Nasıl oldu, ben de bilmiyorum; birdenbire olduğum yerde çok uzun bir uykudan uyanmış gibi doğruldum ve etrafıma şaşkın şaşkın bakmağa başladım. İnsan, eşya, bütün etrafımdakiler benimle alâkalarını kesmiş gibiydi­ler; her şey, hepsi bana yabancı oluvermişti. Bu kadar senelik karımı, kendi çocuklarımı, evimi, odanın her biri vaktinde hayatımın bir hâdisesi olmuş eşyasını, velhasıl elimdeki işe ve üstümdeki elbiseye kadar hiçbir şeyi tanı­mıyordum. O anda bir aynada kendi yüzümü görsem belki onu da tanıyamazdım. O kadar kendi hakikatimde, rüya­larımın hakikatinde uyanmıştım. Bu ne Baudelaire’in çift odasına, ne de Quincey’nin afyonun cennetinde gördüğü rüyalardan realiteye dönüşüne benziyordu. Bu daha sade bir şey, uzun gafletinde birden uyanan ruhun kendi ken­disine tertip ettiği bir nevi cürmü meşhuttu. Hakikaten bütün bunların benim içimle, günlerin sefaleti altında haberim olmadan için için kaynıyan asıl benliğimle ne alâkası olabilirdi? Bu siyah, uzun saçları geçmiş güzellir ğinden muhteşem bir yadigâr gibi duran bitkin yüzlü ka­dın kimdi? Bununla beraber onun kendi karım olduğunu, bu çocukların kendi çocuklarım olduğunu biliyordum. Fakat böyle olmalarını bir türlü kabul edemiyordum. Kendi kendime mütemadiyen koskoca on seneyi, bu ka­panık odada, bu acayip ve mânâsız eşya arasında, bu şim­di bana yabancı birer sembol gibi görünen çehreler ara­sında nasıl geçirdiğimi soruyorum.

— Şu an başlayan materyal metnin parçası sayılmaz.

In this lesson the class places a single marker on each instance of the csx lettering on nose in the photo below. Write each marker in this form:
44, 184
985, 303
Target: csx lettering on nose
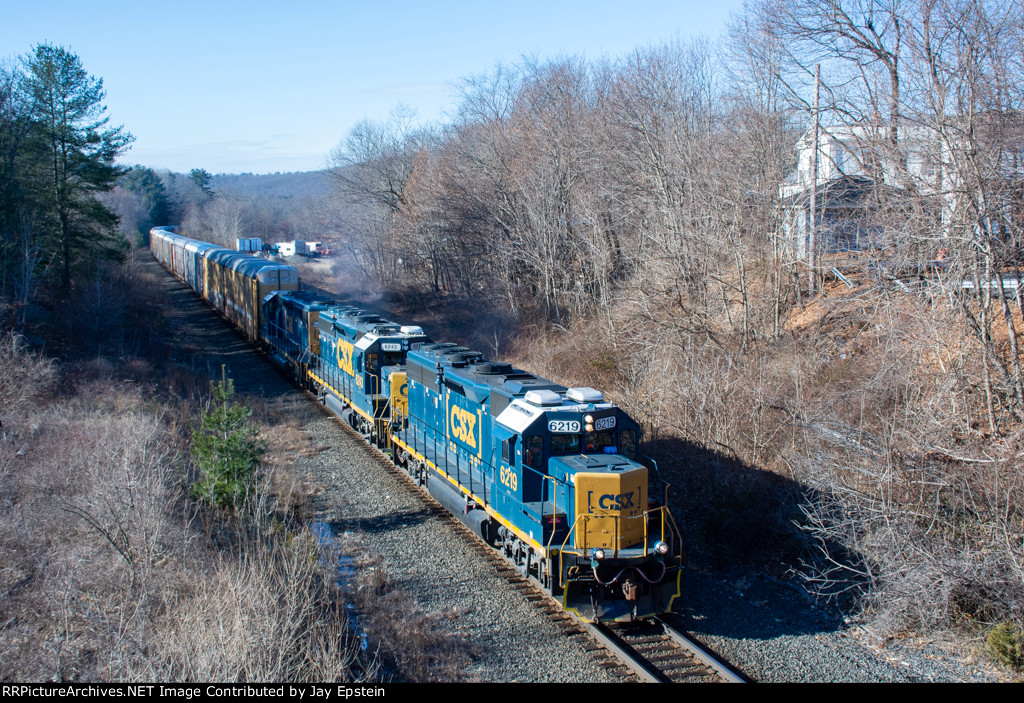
464, 426
609, 501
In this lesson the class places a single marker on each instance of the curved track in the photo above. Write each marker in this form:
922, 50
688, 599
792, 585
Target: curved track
650, 651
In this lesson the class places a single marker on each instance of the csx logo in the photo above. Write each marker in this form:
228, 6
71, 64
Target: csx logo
345, 357
463, 424
611, 501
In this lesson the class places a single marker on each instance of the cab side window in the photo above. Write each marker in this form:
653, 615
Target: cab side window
628, 443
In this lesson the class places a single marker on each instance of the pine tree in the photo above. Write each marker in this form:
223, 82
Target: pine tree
225, 447
76, 154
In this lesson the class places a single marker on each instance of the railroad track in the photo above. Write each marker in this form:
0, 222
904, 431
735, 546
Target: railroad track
651, 651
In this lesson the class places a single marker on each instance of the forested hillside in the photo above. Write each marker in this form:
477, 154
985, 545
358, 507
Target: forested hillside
630, 224
794, 255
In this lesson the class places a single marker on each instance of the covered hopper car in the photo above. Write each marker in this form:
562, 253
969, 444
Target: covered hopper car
552, 477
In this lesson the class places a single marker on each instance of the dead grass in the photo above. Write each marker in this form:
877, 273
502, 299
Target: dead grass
110, 573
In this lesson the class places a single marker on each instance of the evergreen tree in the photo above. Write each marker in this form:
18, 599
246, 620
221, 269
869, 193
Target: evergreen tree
76, 155
147, 186
202, 179
225, 447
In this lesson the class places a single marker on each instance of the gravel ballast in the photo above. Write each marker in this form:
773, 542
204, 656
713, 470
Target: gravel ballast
763, 628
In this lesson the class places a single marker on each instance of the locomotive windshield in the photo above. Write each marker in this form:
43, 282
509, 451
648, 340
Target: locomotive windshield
564, 444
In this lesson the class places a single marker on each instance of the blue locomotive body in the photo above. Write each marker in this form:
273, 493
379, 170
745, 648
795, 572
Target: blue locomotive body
548, 475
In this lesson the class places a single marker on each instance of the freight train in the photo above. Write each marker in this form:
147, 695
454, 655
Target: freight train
552, 477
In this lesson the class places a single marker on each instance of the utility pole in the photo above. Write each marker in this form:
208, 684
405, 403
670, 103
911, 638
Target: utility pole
812, 239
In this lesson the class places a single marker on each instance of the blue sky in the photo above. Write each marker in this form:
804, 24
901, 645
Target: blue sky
254, 86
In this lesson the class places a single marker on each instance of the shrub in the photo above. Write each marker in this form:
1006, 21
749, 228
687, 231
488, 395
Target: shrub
225, 447
1006, 644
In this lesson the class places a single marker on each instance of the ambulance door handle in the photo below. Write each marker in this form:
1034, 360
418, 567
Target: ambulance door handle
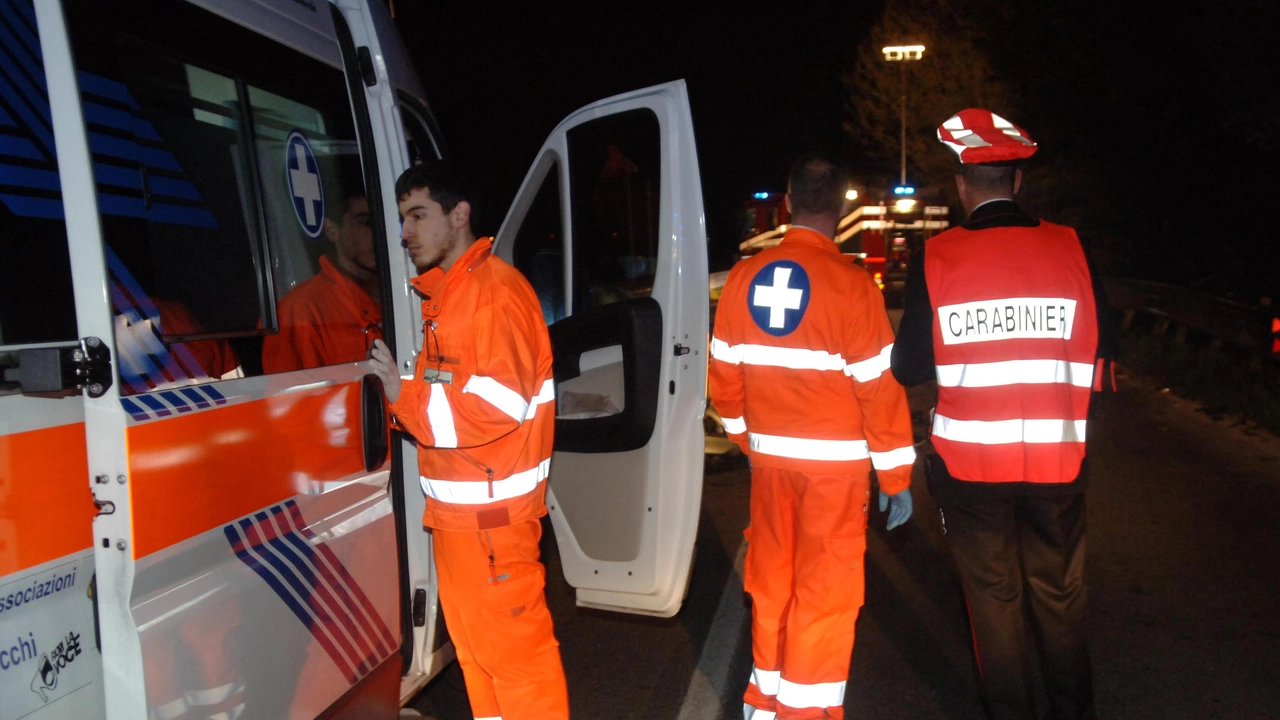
374, 425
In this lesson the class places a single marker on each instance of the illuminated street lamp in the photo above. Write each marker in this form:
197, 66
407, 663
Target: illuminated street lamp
895, 54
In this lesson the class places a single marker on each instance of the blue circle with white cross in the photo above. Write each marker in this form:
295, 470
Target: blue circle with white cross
304, 174
778, 296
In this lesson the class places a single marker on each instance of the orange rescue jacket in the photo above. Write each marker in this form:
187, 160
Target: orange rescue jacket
800, 360
325, 320
481, 402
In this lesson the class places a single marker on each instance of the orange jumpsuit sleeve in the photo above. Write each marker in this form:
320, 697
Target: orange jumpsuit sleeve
881, 400
725, 372
484, 402
297, 345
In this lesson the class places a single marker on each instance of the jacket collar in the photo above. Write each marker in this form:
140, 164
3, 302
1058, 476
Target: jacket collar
434, 283
809, 237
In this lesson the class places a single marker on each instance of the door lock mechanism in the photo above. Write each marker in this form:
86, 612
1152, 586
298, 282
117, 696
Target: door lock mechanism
59, 370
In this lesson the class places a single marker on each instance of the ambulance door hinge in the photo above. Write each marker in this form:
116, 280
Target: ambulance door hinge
419, 607
59, 370
368, 73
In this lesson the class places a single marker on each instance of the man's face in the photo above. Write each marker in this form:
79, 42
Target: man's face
355, 237
426, 229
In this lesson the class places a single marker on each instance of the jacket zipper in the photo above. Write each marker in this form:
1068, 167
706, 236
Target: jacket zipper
493, 566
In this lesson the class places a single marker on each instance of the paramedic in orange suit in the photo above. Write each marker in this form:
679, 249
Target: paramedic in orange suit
481, 406
333, 317
799, 373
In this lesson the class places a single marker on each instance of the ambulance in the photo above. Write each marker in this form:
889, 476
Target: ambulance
183, 534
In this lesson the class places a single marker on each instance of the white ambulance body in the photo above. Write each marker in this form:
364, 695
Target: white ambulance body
183, 534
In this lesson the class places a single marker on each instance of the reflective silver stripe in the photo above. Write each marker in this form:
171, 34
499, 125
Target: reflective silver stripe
1002, 432
816, 695
809, 449
170, 710
894, 458
439, 415
498, 395
545, 395
872, 368
766, 680
1015, 372
213, 696
768, 355
725, 352
478, 492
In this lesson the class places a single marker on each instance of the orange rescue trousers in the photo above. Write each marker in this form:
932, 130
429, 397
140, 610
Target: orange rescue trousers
492, 593
804, 572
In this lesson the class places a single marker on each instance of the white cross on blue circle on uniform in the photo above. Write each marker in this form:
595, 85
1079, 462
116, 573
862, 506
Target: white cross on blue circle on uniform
778, 297
305, 183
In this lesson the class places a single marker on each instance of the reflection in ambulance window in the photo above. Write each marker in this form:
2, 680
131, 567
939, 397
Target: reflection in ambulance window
215, 153
615, 180
36, 299
538, 249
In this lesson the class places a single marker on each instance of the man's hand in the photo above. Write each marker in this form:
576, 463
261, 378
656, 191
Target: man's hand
901, 510
384, 367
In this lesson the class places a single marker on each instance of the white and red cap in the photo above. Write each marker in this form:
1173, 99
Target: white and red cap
981, 136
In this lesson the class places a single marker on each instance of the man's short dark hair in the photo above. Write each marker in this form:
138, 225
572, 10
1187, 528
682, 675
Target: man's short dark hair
447, 186
817, 186
990, 177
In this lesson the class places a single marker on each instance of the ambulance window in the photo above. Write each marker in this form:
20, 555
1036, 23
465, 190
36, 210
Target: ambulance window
615, 180
419, 139
539, 250
36, 299
220, 159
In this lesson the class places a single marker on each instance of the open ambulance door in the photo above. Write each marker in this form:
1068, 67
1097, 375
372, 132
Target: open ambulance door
609, 229
210, 155
397, 103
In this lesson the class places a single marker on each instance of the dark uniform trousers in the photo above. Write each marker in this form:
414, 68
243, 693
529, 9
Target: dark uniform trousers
1033, 547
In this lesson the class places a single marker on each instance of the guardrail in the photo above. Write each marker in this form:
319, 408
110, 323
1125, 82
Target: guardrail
1226, 322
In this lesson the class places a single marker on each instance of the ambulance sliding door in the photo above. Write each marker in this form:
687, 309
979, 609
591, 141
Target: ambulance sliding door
609, 229
245, 552
50, 664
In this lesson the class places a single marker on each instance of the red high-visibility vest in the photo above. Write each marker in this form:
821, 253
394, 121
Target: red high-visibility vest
1014, 341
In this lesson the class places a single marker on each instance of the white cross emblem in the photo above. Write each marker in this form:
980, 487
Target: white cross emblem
778, 297
306, 185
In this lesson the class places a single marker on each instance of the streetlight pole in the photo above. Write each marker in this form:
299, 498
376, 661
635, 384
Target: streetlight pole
901, 54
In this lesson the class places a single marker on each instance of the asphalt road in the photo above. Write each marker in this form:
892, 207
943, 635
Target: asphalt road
1183, 572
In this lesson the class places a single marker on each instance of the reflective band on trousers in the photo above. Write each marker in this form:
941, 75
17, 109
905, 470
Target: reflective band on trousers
1015, 372
1002, 432
478, 492
809, 449
894, 458
817, 695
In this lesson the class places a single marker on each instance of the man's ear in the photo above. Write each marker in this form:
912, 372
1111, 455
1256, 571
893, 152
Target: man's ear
330, 231
461, 214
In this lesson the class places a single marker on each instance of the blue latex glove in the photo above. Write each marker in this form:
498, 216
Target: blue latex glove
901, 507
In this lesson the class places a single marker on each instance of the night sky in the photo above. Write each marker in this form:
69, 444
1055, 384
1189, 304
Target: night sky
1168, 119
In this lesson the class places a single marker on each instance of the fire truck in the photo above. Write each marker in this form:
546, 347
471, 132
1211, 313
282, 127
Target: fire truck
883, 224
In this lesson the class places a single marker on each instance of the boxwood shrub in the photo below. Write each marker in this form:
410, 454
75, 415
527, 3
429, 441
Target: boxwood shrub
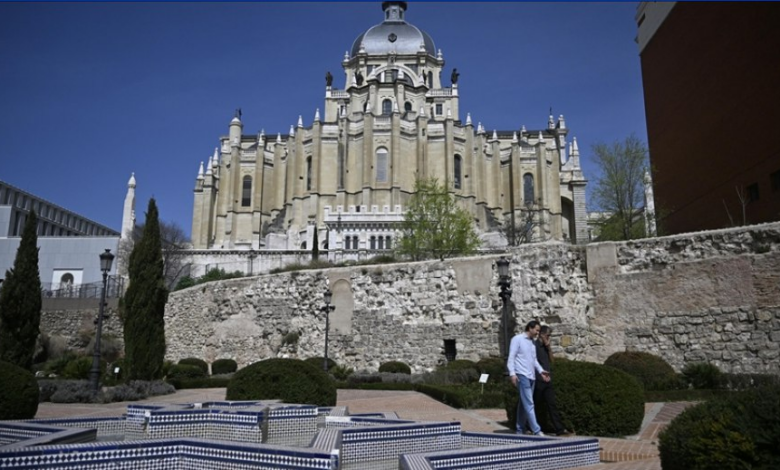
593, 399
288, 380
223, 366
738, 430
194, 361
18, 392
653, 372
396, 367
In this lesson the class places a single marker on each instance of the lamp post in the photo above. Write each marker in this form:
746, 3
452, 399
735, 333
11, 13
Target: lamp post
106, 259
252, 255
326, 309
505, 283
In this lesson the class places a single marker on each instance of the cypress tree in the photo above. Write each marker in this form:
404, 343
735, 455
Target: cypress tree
144, 304
20, 301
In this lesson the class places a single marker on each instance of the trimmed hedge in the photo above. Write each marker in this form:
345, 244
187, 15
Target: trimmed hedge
653, 372
460, 364
223, 366
593, 399
319, 360
702, 375
194, 361
395, 367
18, 392
493, 366
735, 431
185, 371
288, 380
199, 382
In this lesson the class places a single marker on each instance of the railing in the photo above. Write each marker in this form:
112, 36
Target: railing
439, 92
115, 288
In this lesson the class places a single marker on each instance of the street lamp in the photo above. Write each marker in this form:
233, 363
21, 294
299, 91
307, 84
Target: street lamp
94, 374
505, 283
326, 309
252, 255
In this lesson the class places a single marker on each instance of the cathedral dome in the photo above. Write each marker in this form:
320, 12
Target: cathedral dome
394, 34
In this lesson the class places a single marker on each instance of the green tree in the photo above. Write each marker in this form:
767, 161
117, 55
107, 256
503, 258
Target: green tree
144, 304
434, 226
620, 189
20, 301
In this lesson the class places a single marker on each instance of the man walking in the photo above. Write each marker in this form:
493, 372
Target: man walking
543, 390
523, 366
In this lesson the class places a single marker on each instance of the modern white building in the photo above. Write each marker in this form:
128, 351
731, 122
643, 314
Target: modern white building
70, 244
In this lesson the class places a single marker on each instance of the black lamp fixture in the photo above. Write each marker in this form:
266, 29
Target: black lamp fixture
106, 260
326, 309
505, 283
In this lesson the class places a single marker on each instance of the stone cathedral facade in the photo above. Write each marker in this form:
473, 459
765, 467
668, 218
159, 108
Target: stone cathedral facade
349, 175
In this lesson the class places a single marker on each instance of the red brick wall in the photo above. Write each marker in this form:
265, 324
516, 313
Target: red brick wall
711, 78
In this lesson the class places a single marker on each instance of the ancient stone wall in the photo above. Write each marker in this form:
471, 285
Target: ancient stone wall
710, 296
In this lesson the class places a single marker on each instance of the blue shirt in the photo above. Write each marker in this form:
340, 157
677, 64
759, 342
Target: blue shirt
522, 357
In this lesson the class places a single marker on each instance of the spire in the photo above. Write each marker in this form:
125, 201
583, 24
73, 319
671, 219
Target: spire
574, 158
128, 213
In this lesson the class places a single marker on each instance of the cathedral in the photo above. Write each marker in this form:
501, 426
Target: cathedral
344, 180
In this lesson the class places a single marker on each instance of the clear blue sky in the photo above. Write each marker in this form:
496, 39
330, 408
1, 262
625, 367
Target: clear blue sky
90, 92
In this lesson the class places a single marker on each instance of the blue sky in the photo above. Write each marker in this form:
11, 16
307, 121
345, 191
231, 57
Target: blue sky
90, 92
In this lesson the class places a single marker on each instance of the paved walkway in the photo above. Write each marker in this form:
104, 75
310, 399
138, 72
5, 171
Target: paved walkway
638, 452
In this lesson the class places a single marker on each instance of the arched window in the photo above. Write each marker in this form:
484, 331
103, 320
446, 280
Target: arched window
528, 189
308, 174
341, 166
67, 279
246, 192
381, 165
457, 171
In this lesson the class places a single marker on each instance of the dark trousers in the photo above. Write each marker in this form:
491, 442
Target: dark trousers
545, 393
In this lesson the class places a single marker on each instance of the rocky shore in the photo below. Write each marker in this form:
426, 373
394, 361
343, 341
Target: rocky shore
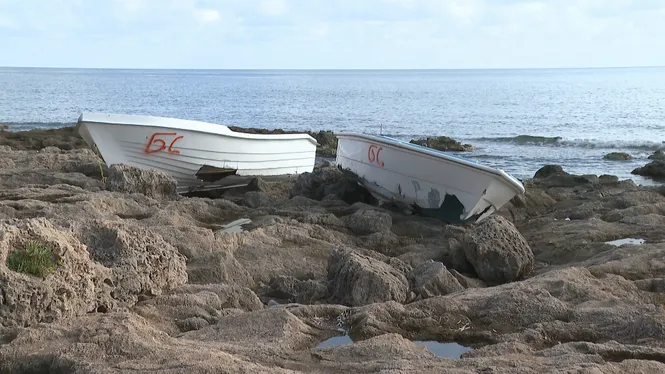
140, 279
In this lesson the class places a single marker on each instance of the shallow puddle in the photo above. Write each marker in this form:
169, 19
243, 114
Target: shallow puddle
626, 241
446, 350
235, 226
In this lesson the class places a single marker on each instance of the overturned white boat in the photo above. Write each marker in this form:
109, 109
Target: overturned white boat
198, 155
423, 180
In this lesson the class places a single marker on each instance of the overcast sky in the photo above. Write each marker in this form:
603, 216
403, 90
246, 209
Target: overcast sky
332, 33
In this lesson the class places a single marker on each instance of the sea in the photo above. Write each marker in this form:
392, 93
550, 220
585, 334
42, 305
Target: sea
518, 120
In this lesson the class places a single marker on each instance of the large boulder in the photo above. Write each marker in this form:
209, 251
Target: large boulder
617, 156
152, 183
443, 143
497, 251
431, 279
48, 273
329, 182
654, 169
657, 155
356, 280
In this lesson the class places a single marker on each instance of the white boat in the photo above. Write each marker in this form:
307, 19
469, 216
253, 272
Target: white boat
198, 155
423, 180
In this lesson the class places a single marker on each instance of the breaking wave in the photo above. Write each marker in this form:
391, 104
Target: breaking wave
557, 141
23, 126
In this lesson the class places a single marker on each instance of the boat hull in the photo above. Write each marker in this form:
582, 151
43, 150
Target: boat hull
423, 180
182, 148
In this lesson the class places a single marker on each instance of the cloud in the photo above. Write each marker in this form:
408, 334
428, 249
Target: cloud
272, 7
332, 34
207, 15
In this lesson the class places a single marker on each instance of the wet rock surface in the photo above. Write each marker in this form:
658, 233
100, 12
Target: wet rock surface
617, 156
147, 281
443, 143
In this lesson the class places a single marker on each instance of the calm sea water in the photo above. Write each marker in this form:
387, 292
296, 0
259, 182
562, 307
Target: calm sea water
519, 120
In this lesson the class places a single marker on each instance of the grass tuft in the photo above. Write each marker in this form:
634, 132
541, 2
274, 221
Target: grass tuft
34, 258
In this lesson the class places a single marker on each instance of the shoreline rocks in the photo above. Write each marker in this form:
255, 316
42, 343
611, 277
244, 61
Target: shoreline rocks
150, 281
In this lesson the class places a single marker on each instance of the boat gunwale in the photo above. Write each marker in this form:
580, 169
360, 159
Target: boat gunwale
433, 153
181, 124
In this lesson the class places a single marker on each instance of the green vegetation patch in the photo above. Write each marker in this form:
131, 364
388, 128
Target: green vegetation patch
34, 258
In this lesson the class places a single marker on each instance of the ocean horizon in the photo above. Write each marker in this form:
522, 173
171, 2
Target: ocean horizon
518, 119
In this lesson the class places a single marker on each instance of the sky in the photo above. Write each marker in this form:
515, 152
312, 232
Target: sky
332, 34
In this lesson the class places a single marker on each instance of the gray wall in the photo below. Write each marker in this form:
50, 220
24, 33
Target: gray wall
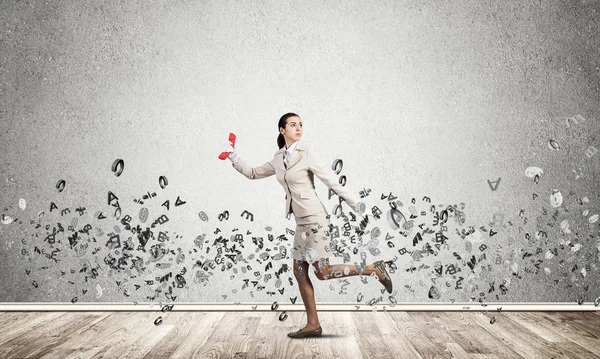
417, 98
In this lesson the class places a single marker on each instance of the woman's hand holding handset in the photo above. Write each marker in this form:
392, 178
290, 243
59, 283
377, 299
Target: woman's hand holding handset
229, 150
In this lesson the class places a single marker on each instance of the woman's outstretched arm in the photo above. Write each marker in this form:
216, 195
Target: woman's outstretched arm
328, 177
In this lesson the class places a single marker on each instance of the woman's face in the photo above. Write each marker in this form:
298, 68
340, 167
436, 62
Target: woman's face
293, 129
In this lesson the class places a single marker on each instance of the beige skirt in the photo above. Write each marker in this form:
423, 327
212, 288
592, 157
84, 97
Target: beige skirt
312, 239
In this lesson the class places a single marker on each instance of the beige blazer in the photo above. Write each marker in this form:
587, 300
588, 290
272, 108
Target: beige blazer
298, 180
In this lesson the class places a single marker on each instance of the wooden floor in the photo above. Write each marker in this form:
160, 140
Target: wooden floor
261, 335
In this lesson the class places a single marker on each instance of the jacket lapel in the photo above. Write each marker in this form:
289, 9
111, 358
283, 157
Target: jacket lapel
296, 157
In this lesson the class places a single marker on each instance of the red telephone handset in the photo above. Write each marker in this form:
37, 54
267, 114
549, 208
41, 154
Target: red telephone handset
224, 155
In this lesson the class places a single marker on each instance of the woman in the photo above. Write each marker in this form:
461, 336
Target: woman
295, 165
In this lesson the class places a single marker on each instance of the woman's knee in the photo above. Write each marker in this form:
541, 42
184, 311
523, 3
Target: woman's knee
322, 272
300, 270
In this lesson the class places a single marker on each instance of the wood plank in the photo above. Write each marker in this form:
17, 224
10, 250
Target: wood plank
44, 341
567, 331
343, 342
29, 323
90, 335
193, 346
398, 344
419, 340
524, 342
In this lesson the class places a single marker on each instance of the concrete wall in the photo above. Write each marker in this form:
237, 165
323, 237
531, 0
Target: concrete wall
418, 98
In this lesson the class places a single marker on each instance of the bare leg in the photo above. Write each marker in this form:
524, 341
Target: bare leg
327, 271
308, 295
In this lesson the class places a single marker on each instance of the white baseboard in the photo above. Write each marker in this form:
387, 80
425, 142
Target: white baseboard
249, 306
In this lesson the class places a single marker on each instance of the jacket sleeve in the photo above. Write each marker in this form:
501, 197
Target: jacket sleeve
328, 177
259, 172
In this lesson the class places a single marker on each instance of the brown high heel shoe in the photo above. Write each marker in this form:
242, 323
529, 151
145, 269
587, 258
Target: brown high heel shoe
386, 281
311, 333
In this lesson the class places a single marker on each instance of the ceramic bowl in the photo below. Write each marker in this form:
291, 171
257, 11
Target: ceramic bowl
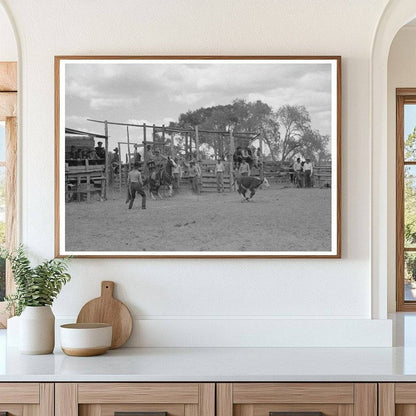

Nihayet dayanama­dım, lâalettâyin bir mazeret uydurarak sokağa fırladım. Bugün olmuş gibi hatırımdadır: soğuk, aydınlık bir kış ge­cesiydi, sokaklarda hemen hemen kimse yoktu, durma­dan dinlenmeden, kendi kendime «Niçin, niçin böyle ol­du, niçin böyle olsun?» diye sora sora yürüyordum. Bir müddet sonra yoruldum, küçük bir kahveye girdim. Ta­nımadığım birtakım adamlar tütün ve nefes kokan bula­nık hava içinde gülerek, bağırarak konuşuyorlar, oyun oynuyorlardı. Ben de bir köşeye çekildim. O zamana ka­dar gece vakti evimden dışarıya ancak sinema, tiyatro gibi şeyler için çıkardım. Zaten böyle bir itiyadı bir türlü anlıyamamıştım. Fakat şimdi yadırgamıyor, hattâ bir nevi sıcaklık duyuyordum. «Burası bizim ârafımız olsa gerek..» diye düşündüm, sonra yavaş yavaş etrafımdakilere bak­mağa başladım.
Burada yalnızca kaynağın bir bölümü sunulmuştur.